2010年8月3日火曜日

予習版!短期講座第3弾「古典技法を学ぶ」

暑い日が続きますね〜!アトリエでは、あまりの暑さに8月は授業をお休みをされるという方もいらっしゃいますが、ご自宅でも熱中症・夏バテなどお気をつけてお過ごし下さい。

さて、9月開講の短期講座「古典技法を学ぶ」の告知をHPに掲載しました。それに伴い、本ブログでは今回の授業内容を予習的にお伝えしていく予定です。ご興味ある方、是非お付き合い下さい。

今回描いて頂くのは、↓ です。




上の画像は今回制作する作品のサンプルです。(未完)
なかなか上手ですね。講師が描いているのですから当たり前ですが、実はこれはテンペラという技法に助けられてもいるのです。ということは・・・??

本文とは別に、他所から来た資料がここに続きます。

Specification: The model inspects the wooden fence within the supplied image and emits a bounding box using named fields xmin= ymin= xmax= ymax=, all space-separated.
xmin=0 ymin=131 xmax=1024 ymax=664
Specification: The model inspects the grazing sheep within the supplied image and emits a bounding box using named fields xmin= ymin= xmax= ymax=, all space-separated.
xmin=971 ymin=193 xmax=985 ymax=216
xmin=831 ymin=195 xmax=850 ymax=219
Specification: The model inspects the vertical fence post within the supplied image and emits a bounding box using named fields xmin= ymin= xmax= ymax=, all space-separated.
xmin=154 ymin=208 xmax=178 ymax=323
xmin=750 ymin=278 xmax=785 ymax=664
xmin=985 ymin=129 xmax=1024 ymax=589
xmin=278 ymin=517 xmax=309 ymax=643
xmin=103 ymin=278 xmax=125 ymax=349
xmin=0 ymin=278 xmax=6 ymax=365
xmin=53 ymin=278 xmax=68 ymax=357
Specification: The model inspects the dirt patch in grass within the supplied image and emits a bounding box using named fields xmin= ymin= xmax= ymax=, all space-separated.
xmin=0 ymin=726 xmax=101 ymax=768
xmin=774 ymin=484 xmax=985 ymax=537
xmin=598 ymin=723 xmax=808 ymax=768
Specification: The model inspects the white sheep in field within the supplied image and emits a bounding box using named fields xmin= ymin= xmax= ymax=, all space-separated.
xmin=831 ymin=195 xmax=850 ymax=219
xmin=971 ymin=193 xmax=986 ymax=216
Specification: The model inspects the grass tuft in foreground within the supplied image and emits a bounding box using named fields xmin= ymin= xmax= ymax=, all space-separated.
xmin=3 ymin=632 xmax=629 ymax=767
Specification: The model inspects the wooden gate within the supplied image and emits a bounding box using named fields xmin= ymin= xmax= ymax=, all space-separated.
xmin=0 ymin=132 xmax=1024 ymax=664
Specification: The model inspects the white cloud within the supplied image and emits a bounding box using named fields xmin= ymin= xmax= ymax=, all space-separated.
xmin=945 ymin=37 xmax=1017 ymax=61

使用している画材は、皆さんおなじみの「油絵具」に加えて「テンペラ絵具」というものを併用して使っています。絵具の歴史は、画面に色材をくっつける材料の歴史でもあることは、多くの方がご存じだと思いますが、テンペラ絵具というのは、ヨーロッパで油彩が誕生する以前に使用されていた絵具で、油の代わりに卵を使って顔料を練っています。今回の講座では、いくつか面白い山場を用意していますが、そのひとつとして、卵を使ったテンペラ絵具を手作りするところから体験して頂く予定です。

テンペラ絵具とは、卵を乳化させたもので絵具を練ります。つまりマヨネーズのような状態です。マヨネーズは水にも溶けますし、油にも溶けますね。マヨネーズ状になった卵に顔料を混ぜると、水にも油にも溶ける絵具が出来上がります。水で薄く溶いたテンペラ絵具は水彩絵具のように乾きが早く、どんどん描き進める事ができ、そして、油絵具と交互に使う事が出来ます。また、油絵具以上に鮮やかな発色の良さもその魅力のひとつといえるでしょう。有名なボッティチェッリの「ヴィーナス誕生」はテンペラを使用して描かれています。

今回の授業では、テンペラ絵具の水とも油とも相性の良い性質を使った、テンペラ絵具と油絵具のお互いの良さを上手く利用した<混合技法>を学びます。今回は「〜技法を学ぶ」ですから、ふたつの絵具を効果的に使い分ける方法や描画のポイントなど技法的な事もしっかり学んでいきたいと思います。その内容については、次回のブログより少しずつお伝えしていきます。